La presse canadienne - Est-ce la fin du rêve éolien au Québec ?

Avec les résultants des derniers appels d’offre de septembre 2007, il ne manquera que 500 MW de projets communautaires et autochtones pour atteindre l’objectif des 400 MW de capacité d’ici 2015. Mais rien de concret n’est prévu pour poursuivre le développement éolien par la suite. Sans révision des plans stratégiques d’Hydro-Québec et du gouvernement, l’automne 2007 pourrait bien signer la fin du rêve éolien pour au moins 20 ans. L’éolien aura été un feu de paille qui représentera au mieux 5 % de la génération d’électricité du Québec.

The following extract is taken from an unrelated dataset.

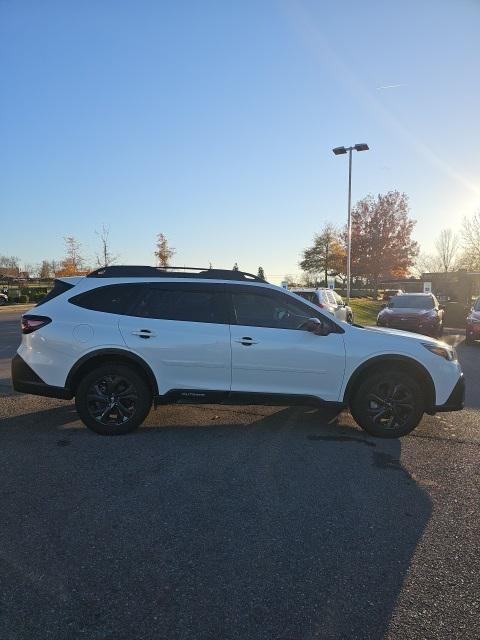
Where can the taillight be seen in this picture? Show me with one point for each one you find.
(32, 323)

Trois facteurs expliquent ce constat désastreux : la demande interne d’électricité sature rapidement, la réfection de la centrale nucléaire de Gentilly et la réalisation des projets hydro-électriques prévus pendant la décennie 2010 satisferont amplement la demande interne et les objectifs en matière d’exportation. Est-ce logique si on considère que le Québec a des avantages considérables pour le jumelage hydro-éolien et que l’industrie éolienne québécoise devra compter sur de nouveaux développements pour poursuivre sa lancée ? Pourtant, en s’inspirant des objectifs européens et canadiens, le Québec pourrait considérer un objectif de 20 % de l’offre d’électricité, soit environ 10 000 MW.

SCÉNARIO 2006- 2025

Si on se base sur les scénarios tendanciels, la demande d’électricité supplémentaire annuelle sera de 22 TWh en 2014 par rapport à 2005. Mais de 2014 à 2025, l’accroissement annuel ne sera que de 14,1 TWh. En 2015, en assumant que Gentilly sera rénové l’hydroélectricité représentera 91 % de l’électricité offert par Hydro-Québec, l’éolien 4,8 % et le reste (nucléaire et thermique) 4,2 %. Déjà un surplus de 25,3 TWh par an sera disponible pour l’exportation ou pour face à des années plus faibles en hydraulicité. À noter que ce surplus suffirait pour remplir la demande supplémentaire jusqu’en 2025. Ce n’est pas tout. Selon la stratégie énergétique du Québec, il est prévu que 4 500 MW de projets hydroélectriques seront lancés d’ici 2015. Résultats, sans aucun ajout d’éolien, Hydro-Québec satisfait amplement la demande interne du Québec jusqu’en 2025 et l’énergie disponible è l’exportation passe de 10, 1 TWh (2005) à 42 TWh en 2020.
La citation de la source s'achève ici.